Unsecured ports are probably the easiest entry point for hackers. By turning off all the printing protocols that you are not using, you narrow their options for attack.
The standard protocol for secure printing on new printers is IPPS protocol via SSL port 443. This means you’ll need to leave that open for your own use. However, you should be able to turn everything else off.
To do this, you’ll need to dig out your router’s user manual and follow the instructions. CyberNews recommends turning off AppleTalk, Telnet, FTP, and SNMP, Ports 515, 721-731, and 9100, Internet Printing Protocol (IPP) on port 631 and the Server Message Block (SMB) protocol.
Most printers have a Wi-Fi button on the printer itself, and you will be able to turnoff wireless printing using it. Alternatively, you should be able to do this via the printer’s control panel.
Users who are more experienced in IT, could also achieve the same by disabling wireless printing over HTTP in your Windows registry settings.
Perhaps, most simply, don’t forget to turn off your printer when you’re not using it. If there is no connection, you’ve neutralised the vulnerability. Hackers can’t exploit what isn’t there.

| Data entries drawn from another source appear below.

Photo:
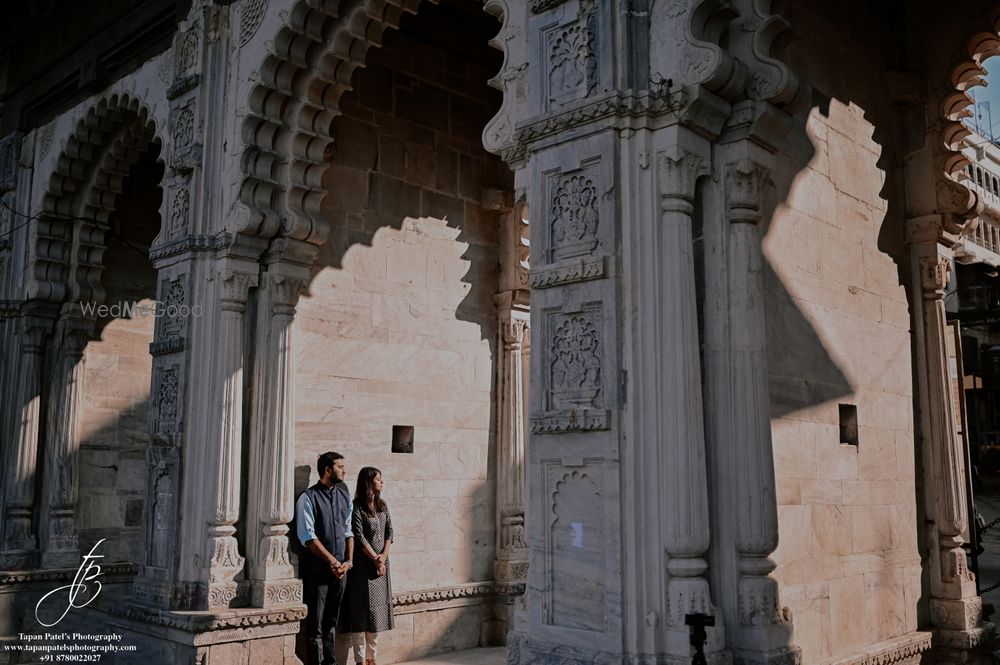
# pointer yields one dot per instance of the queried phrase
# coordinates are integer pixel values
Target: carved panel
(166, 400)
(573, 366)
(574, 213)
(576, 541)
(180, 205)
(251, 14)
(575, 361)
(571, 53)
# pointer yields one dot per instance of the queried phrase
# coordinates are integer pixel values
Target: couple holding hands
(345, 562)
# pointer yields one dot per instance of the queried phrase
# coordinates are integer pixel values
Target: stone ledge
(905, 649)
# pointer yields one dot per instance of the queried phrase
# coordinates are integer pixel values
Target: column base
(524, 651)
(19, 560)
(964, 647)
(786, 656)
(269, 593)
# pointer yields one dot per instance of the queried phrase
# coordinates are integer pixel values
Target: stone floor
(483, 656)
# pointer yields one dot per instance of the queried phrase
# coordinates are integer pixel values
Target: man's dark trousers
(322, 596)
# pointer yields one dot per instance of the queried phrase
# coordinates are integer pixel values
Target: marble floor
(482, 656)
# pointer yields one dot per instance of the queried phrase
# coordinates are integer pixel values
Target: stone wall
(399, 325)
(838, 334)
(114, 428)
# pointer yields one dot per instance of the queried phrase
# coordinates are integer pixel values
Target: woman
(369, 592)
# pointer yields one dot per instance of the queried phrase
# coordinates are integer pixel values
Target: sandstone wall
(838, 334)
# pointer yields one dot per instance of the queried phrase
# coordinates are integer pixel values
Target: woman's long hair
(365, 493)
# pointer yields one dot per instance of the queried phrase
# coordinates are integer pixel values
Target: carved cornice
(201, 622)
(746, 182)
(935, 272)
(679, 171)
(612, 106)
(581, 420)
(483, 590)
(106, 141)
(190, 243)
(574, 270)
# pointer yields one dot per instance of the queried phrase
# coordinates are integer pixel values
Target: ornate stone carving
(180, 203)
(579, 270)
(9, 147)
(539, 6)
(574, 214)
(679, 172)
(575, 362)
(572, 67)
(251, 15)
(935, 272)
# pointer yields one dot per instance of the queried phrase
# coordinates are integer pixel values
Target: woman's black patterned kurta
(368, 603)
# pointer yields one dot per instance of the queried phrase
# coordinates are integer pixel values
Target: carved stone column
(512, 548)
(513, 323)
(956, 610)
(19, 548)
(757, 512)
(226, 586)
(744, 511)
(59, 544)
(269, 504)
(668, 377)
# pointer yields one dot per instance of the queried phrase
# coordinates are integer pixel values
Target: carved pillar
(955, 608)
(226, 586)
(272, 441)
(57, 529)
(762, 626)
(19, 548)
(744, 501)
(512, 548)
(668, 380)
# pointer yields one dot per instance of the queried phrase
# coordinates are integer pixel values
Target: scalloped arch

The best way to stay protected is to keep your operating systems and applications up to date – and the firmware for your printer is no different. You should make sure that you update it on a fairly regular basis.

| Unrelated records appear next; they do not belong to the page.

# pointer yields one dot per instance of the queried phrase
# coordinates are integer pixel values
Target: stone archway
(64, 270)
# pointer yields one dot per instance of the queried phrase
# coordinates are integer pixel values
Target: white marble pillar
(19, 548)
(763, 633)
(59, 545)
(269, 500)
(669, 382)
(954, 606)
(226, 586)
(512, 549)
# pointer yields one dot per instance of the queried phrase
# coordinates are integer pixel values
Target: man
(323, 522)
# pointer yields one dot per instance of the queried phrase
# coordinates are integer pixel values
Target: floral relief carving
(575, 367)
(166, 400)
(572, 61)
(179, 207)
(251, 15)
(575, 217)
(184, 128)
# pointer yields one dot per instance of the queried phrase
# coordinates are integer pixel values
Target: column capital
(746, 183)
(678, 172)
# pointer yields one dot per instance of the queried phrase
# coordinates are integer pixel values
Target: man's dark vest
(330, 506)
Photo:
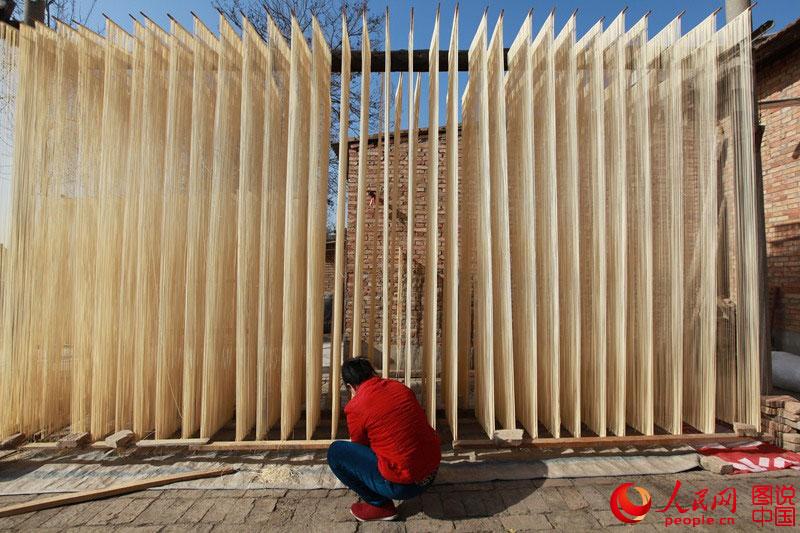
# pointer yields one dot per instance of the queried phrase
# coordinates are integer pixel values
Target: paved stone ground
(562, 504)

Device manufacturers work hard to continually respond to new vulnerabilities and risks, so by not updating the firmware you are missing out on this protection and leaving yourself vulnerable.
Update the firmware from your printers control screen. Or turn on automatic updates. If you aren’t sure how to do this, refer again to your printer’s instruction manual or the manufacturer’s website.
Most printers arrive with default administrator usernames and passwords. If you don’t change this default configuration, hackers will be easily able to gain access to your printer.
If your printer still has its box-fresh settings unchanged, change the administrator usernames and passwords immediately. Remember to follow best-practice tips on strong password creation.
It’s also worth making sure that printing always requires log on credentials. Again, your printer’s manual will tell you how to do this.
Following these simple steps doesn’t take long. But it will help you ensure improved network security. Remember, that this advice isn’t limited to printers – you need to follow these steps for every device you connect to your home or office network.